PACHECO O PEÑALOSA

uenta Eça de Queiroz, el más grande escritor que produjo Portugal, en el Epistolario de Fadrique Méndez, acaso su obra más leída, que se murió Pacheco. Fue tal la conmoción que se produjo, tantos los encomios, panegíricos, alabanzas y duelos que el hecho produjo, que un escéptico de visita en Portugal por aquellas calendas se dio a la tarea de averiguar quién era ese coloso cuya muerte estremecía a todos los lusitanos.

Como Pacheco fue reconocido político, el de mayor prestigio, buscó la colección de sus discursos. Ni uno solo. Pacheco no fue un orador, bien se veía. Pero claro, eso no probaba nada contra su inmenso talento.

Atizada su curiosidad, indagó en todas partes por sus libros, ensayos, artículos o cartas. Vano empeño. Que se supiera, Pacheco no había dejado una línea escrita. ¡Pero qué talento era el suyo!

Si no habló y no escribió, sin duda sugirió grandes proyectos, propuso leyes, diseñó ideas que cambiaran la suerte del país. Otra vez el vacío. Pacheco no se ocupaba de esas minucias. Le bastaba con un gesto, un movimiento de su cabeza portentosa,un estremecimiento de sus manos, que sobraban para imaginar todo lo demás.

¿Y la Academia? Cuál era su corriente filosófica, si el racionalismo cartesiano, o el kantismo trascendental, o el neotomismo que apuntaba en el horizonte de la época. Nunca se supo. Nadie dio razón. Pacheco murió sin adherir a una idea, sin pertenecer a una escuela, sin dictar una clase. ¡Pero qué talento el suyo!

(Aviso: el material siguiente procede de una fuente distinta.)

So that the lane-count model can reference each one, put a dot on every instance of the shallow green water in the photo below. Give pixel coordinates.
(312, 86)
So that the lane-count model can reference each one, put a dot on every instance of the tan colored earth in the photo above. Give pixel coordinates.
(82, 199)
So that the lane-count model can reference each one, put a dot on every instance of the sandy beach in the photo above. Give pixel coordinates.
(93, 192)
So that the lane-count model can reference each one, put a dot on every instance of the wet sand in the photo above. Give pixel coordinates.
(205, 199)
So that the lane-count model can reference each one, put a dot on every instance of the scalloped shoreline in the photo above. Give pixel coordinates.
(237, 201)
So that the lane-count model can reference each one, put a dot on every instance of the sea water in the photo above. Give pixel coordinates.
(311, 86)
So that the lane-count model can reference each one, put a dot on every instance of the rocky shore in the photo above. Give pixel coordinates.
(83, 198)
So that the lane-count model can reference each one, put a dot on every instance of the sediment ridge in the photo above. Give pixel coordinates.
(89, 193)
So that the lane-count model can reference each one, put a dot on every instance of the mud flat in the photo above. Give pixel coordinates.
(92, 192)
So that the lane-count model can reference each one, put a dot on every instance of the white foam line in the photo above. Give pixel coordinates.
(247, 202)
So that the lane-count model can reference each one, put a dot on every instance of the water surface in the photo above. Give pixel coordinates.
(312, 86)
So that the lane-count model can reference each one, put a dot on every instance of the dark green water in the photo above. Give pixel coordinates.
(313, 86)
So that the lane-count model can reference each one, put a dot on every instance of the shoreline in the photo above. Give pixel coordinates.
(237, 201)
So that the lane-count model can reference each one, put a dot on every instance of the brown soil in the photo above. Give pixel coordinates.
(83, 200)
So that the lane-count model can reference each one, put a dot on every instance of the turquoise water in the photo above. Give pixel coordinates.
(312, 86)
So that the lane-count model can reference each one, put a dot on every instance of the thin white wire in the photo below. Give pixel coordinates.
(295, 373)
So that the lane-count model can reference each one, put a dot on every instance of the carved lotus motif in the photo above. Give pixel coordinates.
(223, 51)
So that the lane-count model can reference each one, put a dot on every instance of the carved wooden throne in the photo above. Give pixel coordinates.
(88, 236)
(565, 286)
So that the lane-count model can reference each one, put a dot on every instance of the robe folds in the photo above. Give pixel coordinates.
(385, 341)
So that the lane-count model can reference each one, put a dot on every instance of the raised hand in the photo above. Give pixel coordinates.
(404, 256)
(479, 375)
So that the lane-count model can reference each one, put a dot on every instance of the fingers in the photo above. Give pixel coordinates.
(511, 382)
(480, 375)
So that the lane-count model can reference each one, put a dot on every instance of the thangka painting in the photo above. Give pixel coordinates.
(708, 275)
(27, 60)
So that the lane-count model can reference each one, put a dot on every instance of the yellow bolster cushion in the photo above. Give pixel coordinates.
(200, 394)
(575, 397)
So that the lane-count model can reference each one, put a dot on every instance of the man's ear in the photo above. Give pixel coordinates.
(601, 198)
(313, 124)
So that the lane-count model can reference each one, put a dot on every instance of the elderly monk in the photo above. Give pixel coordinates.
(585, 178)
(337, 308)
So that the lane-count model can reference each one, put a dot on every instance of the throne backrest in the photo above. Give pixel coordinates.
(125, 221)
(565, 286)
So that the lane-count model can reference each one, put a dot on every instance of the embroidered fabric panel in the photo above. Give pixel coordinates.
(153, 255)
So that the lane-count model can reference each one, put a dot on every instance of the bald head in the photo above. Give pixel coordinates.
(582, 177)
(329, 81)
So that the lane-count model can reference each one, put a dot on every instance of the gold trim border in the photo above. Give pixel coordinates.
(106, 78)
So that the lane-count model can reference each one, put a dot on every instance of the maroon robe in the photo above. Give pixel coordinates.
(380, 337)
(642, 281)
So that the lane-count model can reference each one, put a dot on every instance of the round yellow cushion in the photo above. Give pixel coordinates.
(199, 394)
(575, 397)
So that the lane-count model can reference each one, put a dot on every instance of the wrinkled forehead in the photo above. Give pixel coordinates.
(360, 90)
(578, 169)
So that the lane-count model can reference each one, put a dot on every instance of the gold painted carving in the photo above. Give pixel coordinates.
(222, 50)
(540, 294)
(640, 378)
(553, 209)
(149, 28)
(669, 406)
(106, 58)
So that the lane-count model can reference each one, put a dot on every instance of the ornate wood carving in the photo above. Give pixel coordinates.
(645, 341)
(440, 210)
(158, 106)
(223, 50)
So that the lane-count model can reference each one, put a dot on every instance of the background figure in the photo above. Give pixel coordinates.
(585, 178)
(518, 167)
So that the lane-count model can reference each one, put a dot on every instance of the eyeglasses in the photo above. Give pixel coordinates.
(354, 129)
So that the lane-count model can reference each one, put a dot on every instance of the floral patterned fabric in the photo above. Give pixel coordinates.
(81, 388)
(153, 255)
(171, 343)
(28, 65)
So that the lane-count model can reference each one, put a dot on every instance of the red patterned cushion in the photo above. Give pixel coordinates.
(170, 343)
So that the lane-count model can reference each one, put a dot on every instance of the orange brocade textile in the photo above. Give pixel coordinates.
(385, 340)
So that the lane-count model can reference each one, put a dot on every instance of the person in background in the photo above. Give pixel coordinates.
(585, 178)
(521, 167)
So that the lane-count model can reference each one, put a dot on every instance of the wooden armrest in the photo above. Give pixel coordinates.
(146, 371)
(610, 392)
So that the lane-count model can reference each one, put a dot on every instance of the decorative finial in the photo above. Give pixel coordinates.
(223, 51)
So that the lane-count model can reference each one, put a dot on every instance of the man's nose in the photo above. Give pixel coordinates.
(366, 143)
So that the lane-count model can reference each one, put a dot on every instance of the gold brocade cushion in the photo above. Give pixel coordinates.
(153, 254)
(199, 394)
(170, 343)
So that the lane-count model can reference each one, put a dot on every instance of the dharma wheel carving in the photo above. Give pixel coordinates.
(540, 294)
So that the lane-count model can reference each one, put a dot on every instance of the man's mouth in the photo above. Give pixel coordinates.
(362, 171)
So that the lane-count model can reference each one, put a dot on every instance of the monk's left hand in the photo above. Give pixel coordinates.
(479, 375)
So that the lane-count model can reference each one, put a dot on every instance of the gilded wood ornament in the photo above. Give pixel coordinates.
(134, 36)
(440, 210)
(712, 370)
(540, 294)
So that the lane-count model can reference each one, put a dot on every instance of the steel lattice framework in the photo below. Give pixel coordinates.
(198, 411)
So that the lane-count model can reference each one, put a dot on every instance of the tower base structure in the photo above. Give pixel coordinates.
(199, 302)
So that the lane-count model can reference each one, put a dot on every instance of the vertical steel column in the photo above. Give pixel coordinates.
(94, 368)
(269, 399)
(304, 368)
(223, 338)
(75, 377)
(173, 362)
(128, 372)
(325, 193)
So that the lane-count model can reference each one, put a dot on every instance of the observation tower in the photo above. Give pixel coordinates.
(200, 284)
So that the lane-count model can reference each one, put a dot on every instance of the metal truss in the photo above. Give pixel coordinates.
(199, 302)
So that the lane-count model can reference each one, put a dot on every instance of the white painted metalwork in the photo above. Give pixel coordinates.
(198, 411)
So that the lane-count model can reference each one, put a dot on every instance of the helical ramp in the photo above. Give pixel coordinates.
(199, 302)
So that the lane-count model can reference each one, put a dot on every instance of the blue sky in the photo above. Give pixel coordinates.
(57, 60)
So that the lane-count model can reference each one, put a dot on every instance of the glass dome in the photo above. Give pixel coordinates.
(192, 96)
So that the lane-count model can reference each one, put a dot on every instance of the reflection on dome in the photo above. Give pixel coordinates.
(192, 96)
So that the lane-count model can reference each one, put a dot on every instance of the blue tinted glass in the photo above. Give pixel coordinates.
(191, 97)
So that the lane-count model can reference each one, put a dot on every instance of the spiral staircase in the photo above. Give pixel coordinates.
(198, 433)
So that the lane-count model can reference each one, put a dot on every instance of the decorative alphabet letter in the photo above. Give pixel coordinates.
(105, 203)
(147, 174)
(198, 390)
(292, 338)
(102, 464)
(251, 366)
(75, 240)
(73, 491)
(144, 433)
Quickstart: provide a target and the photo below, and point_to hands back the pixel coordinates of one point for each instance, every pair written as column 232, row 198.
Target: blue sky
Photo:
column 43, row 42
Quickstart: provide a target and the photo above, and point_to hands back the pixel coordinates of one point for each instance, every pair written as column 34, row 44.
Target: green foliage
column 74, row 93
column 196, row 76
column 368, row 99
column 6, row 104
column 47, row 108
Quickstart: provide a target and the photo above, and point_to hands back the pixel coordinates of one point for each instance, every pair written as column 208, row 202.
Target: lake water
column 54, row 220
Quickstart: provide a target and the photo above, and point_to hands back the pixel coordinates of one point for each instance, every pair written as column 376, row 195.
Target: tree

Mohíno, cansado, derrotado después de tanto ir y venir, nuestro investigador descubrió que Pacheco, el hombre más sobresaliente de Portugal, era una inteligencia imaginaria, un ideólogo inédito, un realizador de la nada absoluta.

Ya sabemos que nuestro doctor Peñalosa no ha pronunciado un discurso en su brillante vida política. Y no porque desdeñe el don de la oratoria. Es que no se le da, ni siquiera para sostener un debate o someterse a una entrevista sin libreto en mano.

Acudamos entonces a sus escritos. Válganos Dios: ni uno solo. Al doctor Peñalosa se le confundieron de niño el español materno y el inglés de colegio y de trabajo con negros que no estimaba, y se quedó sin definir una gramática, sin manejar aquello del régimen y la concordancia, porque el señor Cuervo ni le va ni le viene. Será vano intento encontrar su obra escrita. Salvo aquel libro sobre los dos mil seiscientos metros más cerca de las estrellas, que le dictó a Becassino, y que desautorizó por entero cuando hubo de enfrentar esa paternidad. Peñalosa no solo carece de ideas, sino que niega las que le atribuyen. Y lo hace sin esforzarse. Porque si tuvo alguna idea, o pregonó alguna tesis, ya las olvidó. Y obrando de muy buena fe. Por descontado se acepta.

Por eso ha sido tan parco en el debate. Empezó apoyando el aborto y la adopción de niños por parejas homosexuales. Abandonó la tesis cuando le contaron que no era novedosa y que resultaba detestable en este país. Se apuntó enseguida a declarar magníficos los diálogos de La Habana. A tiempo lo silenciaron sus asesores. Ahora predica que la solución del campo es una gigantesca campaña publicitaria para convencer a los pobres de la bondad nutritiva y el delicioso sabor de frutas y verduras. Y no hay error ni demasía. Es que Peñalosa, como buen Pacheco, no da para más. Ya comprendemos por qué no se le mide a un debate público.